Let’s Encrypt TLS/SSL Certificate with Nginx on Arch Linux Server
In this tutorial, we’re going to look at how to obtain and install a free Let’s Encrypt TLS/SSL certificate with Nginx on Arch Linux server.
Obtain a Free Let’s Encrypt TLS/SSL Certificate
First we need to install the letsencrypt client which is available in Arch Linux community repository. So run this command to install it.
sudo pacman -S certbot
There are two plugins we can use to obtain a certificate for Nginx Web server: standalone and Webroot. I recommend using the Webroot plugin. It has the following two advantages over the standalone plugin when obtaining and renewing your certificates.
- The standalone plugin needs to start a temporary standalone Web server which requires you to stop Nginx. Using the Webroot plugin, you don’t have to stop Nginx.

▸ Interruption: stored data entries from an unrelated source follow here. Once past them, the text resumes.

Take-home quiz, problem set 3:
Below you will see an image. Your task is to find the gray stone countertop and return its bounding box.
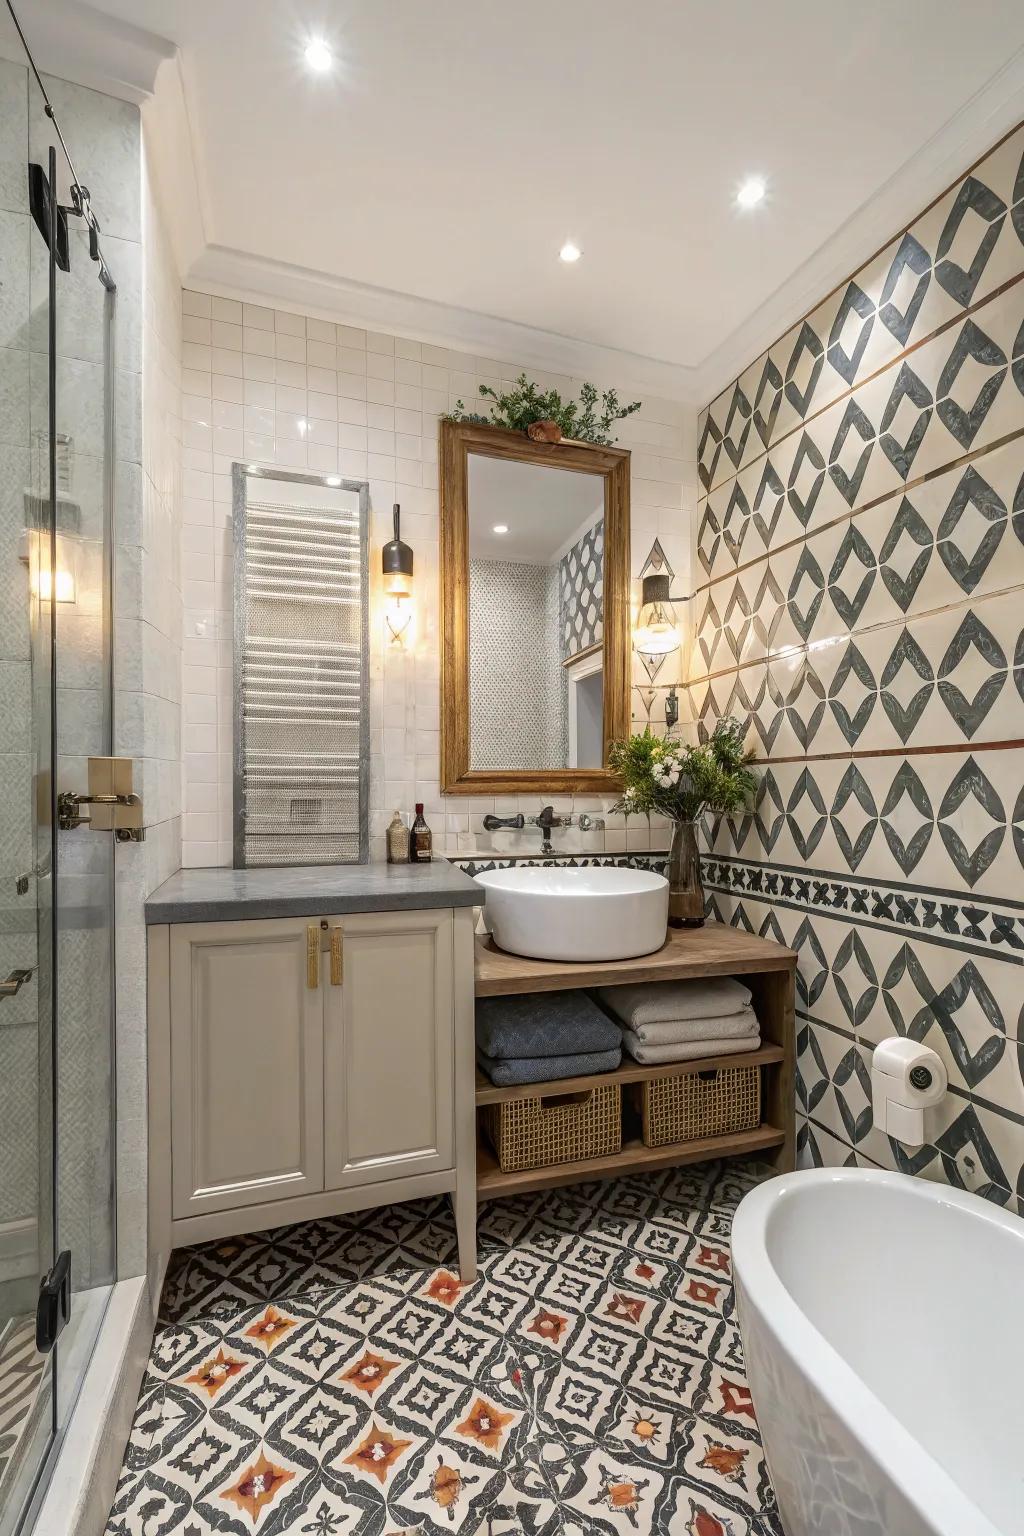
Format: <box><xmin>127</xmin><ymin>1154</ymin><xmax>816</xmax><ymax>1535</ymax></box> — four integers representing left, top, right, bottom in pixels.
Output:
<box><xmin>144</xmin><ymin>860</ymin><xmax>483</xmax><ymax>925</ymax></box>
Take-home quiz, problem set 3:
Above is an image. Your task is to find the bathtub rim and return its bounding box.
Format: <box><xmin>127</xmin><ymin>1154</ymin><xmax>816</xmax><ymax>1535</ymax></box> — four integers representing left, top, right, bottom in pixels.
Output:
<box><xmin>732</xmin><ymin>1167</ymin><xmax>1017</xmax><ymax>1536</ymax></box>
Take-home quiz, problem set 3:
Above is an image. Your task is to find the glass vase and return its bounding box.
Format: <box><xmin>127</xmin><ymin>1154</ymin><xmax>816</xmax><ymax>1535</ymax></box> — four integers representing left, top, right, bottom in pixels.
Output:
<box><xmin>667</xmin><ymin>818</ymin><xmax>705</xmax><ymax>928</ymax></box>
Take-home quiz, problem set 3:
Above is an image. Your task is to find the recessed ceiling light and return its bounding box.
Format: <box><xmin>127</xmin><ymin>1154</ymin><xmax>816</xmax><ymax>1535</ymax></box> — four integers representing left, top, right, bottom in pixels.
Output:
<box><xmin>492</xmin><ymin>524</ymin><xmax>509</xmax><ymax>534</ymax></box>
<box><xmin>325</xmin><ymin>474</ymin><xmax>342</xmax><ymax>487</ymax></box>
<box><xmin>736</xmin><ymin>176</ymin><xmax>766</xmax><ymax>210</ymax></box>
<box><xmin>558</xmin><ymin>242</ymin><xmax>582</xmax><ymax>263</ymax></box>
<box><xmin>304</xmin><ymin>38</ymin><xmax>332</xmax><ymax>72</ymax></box>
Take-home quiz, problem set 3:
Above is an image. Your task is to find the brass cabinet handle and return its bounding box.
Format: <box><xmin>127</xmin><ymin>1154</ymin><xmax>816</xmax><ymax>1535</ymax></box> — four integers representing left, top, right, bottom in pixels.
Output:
<box><xmin>306</xmin><ymin>925</ymin><xmax>319</xmax><ymax>989</ymax></box>
<box><xmin>330</xmin><ymin>928</ymin><xmax>343</xmax><ymax>986</ymax></box>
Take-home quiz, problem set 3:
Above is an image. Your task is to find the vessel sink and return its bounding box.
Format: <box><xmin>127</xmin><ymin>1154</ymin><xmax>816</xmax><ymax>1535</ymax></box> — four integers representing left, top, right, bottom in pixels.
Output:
<box><xmin>474</xmin><ymin>865</ymin><xmax>669</xmax><ymax>962</ymax></box>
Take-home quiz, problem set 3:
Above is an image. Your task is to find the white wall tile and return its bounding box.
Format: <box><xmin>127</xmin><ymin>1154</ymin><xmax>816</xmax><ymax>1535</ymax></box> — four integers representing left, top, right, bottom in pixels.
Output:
<box><xmin>179</xmin><ymin>286</ymin><xmax>696</xmax><ymax>866</ymax></box>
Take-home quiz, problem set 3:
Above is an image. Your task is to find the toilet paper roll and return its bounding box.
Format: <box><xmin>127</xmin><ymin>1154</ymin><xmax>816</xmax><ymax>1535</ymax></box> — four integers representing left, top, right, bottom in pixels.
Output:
<box><xmin>872</xmin><ymin>1037</ymin><xmax>947</xmax><ymax>1106</ymax></box>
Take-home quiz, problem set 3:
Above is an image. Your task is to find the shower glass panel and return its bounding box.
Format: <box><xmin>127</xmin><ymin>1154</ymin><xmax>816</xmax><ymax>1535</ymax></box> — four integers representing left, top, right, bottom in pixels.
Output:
<box><xmin>0</xmin><ymin>29</ymin><xmax>117</xmax><ymax>1533</ymax></box>
<box><xmin>0</xmin><ymin>51</ymin><xmax>55</xmax><ymax>1536</ymax></box>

- Domain validation used by the standalone plugin requires you to point your domain name to the IP address of your origin server. This means if you are using a CDN service like CloudFlare, then you must expose your origin server to the world during the obtaining and renewing process. You don’t have to do so with the Webroot plugin.
The Webroot plugin validates you by placing a temporary file under your-web-root/.well-known/acme-challenge/.
To obtain a certificate with the Webroot plugin, run the following command.
sudo cerrbot certonly --webroot --email <your-email-address> -d www.example.com -d example.com -w /usr/share/nginx/example.com/
The subcommmand certonly tells letsencrypt client to obtain a certificate, but do not install it because letsencrypt client doesn’t support auto-configuration for Nginx at time of writing.
--webroot flag tells letsencrypt client to use the Webroot plugin.
Replace <your-email-address> with your real email address. Replace www.example.com and example.com with your real domain name. You can include up to 100 domain names, just add another -d flag followed by your domain name.
-w is short for --webroot-path. /usr/share/nginx/example.com is a common Nginx Web root.
Within a few seconds, you should see a congrats message like below.
Congratulations! Your certificate and chain have been saved at /etc/letsencrypt/live/www.example.com/fullchain.pem. Your cert will expire on 2016-08-23. To obtain a new version of the certificate in the future, simply run Let's Encrypt again.
If you see a 403 forbidden error after running the above command, that’s probably because your Nginx configurations doesn’t allow access to hidden files. To enable access to your-web-root/.well-known/acme-challenge, add the following directive to your Nginx config file.
location ~ /.well-known/acme-challenge {
allow all;
}
Then reload Nginx configuration.
sudo systemctl reload nginx
And run the letsencrypt command again to obtain your certificate.
Install the Certificate
Edit your Nginx config file.
sudo nano /etc/nginx/conf.d/your-site.conf
Change the contents in this file like blow.
server {
listen 80;
server_name www.example.com;
return 301 https://www.example.com$request_uri;
}
server {
listen 443 ssl;
server_name www.example.com;
ssl_protocols TLSv1.1 TLSv1.2;
ssl_certificate /etc/letsencrypt/live/www.example.com/fullchain.pem;
ssl_certificate_key /etc/letsencrypt/live/www.example.com/privkey.pem;
access_log /var/log/nginx/www.example.com.log;
root /var/www/html;
....
}
Save and close the file. Then test and reload Nginx configuration.
sudo nginx -t sudo systemctl reload nginx
Now visit your Web site, you should see a green padlock in the address bar.
If you are using a CDN service like CloudFlare, you may need to enable SSL in your CDN control panel.
Auto Renew Your Certificate
Let’s Encrypt certificates last for 90 days. To renew your certificate, simply run the same command again. To automatically renew the certificate, your can edit root user’s crontab.
sudo crontab -e
Then add a monthly cron job like below. Again, replace the email address and domain name.
@monthly certbot renew --quiet
The command will run at 00:00 on 1st day of every month.